Agostino dice di aver iniziato i libri Sulla Trinità da giovane e di averli pubblicati da vecchio (Prologo alla Lettera 174). La stesura dell'opera lo impegnò per più di vent'anni, a partire dal 400 circa. Il tema era in effetti uno dei più ardui anche per una mente come la sua. Nel Medioevo sorse al riguardo la nota leggenda destinata ad avere un'enorme fortuna iconografica: quella dell'incontro in riva al mare tra Agostino e un bambino che cercava di trasportare con una conchiglia o altro piccolo recipiente (a seconda delle versioni) l'acqua marina in una buca scavata nella sabbia, simbolo della vana pretesa di comprendere con l'intelletto umano il mistero infinito di Dio. La storiella, simpatica e istruttiva, non rende però giustizia all'instancabile sforzo agostiniano di avvicinarsi e avvicinarci alla luminosa verità del Dio uno e trino, alla cui visione beatifica l'uomo è chiamato per l'eternità.

 

 

Maestro François

Noto anche come Maître François (1440-1520), il nostro artista fu un abile miniatore francese del XV secolo, forse nativo e attivo a Parigi.

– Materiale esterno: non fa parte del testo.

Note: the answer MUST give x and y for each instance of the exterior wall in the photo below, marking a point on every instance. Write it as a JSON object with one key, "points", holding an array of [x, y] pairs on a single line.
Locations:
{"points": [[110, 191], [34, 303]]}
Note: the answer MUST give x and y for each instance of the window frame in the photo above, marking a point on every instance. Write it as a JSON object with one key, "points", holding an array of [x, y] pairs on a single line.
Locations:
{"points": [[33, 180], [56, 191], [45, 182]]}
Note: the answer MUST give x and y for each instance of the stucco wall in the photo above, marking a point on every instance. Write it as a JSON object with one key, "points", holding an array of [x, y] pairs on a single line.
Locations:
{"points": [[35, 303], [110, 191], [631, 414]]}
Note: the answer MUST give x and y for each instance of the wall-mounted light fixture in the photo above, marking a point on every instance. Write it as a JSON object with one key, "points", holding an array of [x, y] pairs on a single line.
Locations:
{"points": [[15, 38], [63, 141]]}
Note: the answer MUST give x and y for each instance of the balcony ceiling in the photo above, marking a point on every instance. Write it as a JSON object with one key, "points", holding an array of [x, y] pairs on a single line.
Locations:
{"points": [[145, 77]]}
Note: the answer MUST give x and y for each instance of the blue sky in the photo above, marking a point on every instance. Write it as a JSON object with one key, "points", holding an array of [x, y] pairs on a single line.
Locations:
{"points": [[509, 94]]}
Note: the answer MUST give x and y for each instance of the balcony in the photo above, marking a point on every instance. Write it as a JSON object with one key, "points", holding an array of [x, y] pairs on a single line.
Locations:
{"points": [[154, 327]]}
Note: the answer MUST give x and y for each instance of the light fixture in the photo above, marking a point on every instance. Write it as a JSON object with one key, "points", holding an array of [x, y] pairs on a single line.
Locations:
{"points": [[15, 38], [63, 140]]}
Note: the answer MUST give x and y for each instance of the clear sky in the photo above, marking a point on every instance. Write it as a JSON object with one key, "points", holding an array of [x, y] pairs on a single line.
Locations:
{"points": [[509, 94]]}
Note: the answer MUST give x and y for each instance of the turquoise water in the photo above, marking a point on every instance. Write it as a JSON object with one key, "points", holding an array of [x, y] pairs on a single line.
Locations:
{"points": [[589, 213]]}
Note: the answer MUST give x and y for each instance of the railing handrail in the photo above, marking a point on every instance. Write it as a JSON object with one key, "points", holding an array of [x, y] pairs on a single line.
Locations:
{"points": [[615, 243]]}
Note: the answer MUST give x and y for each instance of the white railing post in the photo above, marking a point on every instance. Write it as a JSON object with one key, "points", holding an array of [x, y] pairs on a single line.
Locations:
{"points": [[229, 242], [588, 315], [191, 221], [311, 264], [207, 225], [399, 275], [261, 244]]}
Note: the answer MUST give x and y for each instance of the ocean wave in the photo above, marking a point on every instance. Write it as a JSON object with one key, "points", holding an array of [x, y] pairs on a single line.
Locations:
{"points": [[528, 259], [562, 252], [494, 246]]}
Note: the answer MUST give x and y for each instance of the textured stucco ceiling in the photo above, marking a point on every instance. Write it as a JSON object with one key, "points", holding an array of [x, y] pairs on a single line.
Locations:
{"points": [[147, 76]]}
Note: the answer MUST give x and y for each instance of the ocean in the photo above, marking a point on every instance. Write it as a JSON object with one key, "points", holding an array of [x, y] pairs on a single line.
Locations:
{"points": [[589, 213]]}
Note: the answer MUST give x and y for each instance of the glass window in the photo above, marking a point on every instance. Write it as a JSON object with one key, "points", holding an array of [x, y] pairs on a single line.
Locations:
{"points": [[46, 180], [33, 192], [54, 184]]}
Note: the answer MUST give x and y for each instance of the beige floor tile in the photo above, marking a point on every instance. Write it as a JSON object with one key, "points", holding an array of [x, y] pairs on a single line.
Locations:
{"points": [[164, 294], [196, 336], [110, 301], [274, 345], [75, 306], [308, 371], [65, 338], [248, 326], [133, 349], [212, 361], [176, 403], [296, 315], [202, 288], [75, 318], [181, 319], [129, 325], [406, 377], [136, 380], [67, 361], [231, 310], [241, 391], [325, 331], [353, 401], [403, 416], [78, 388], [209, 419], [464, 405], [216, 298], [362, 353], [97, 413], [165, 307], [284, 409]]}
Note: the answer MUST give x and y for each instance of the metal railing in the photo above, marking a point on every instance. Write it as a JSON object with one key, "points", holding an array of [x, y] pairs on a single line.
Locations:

E' certo che decorò fra il 1469 e il 1473 con splendide miniature il celebre manoscritto, in due volumi, del De civitate Dei di sant'Agostino che è conservato alla Bibliothèque Nationale di Parigi. Fu fortemente influenzate da J. Fouquet, tanto che qualche critico e storico hanno addirittura proposto la sua identificazione con un figlio proprio di Fouquet. Le sue miniature si distinguono per una esecuzione molto accurata e una delicata intonazione coloristica. Altri manoscritti miniati che gli vengono attribuiti si trovano al British Museum di Londra (Valerius Maximus; Boccaccio; e altri).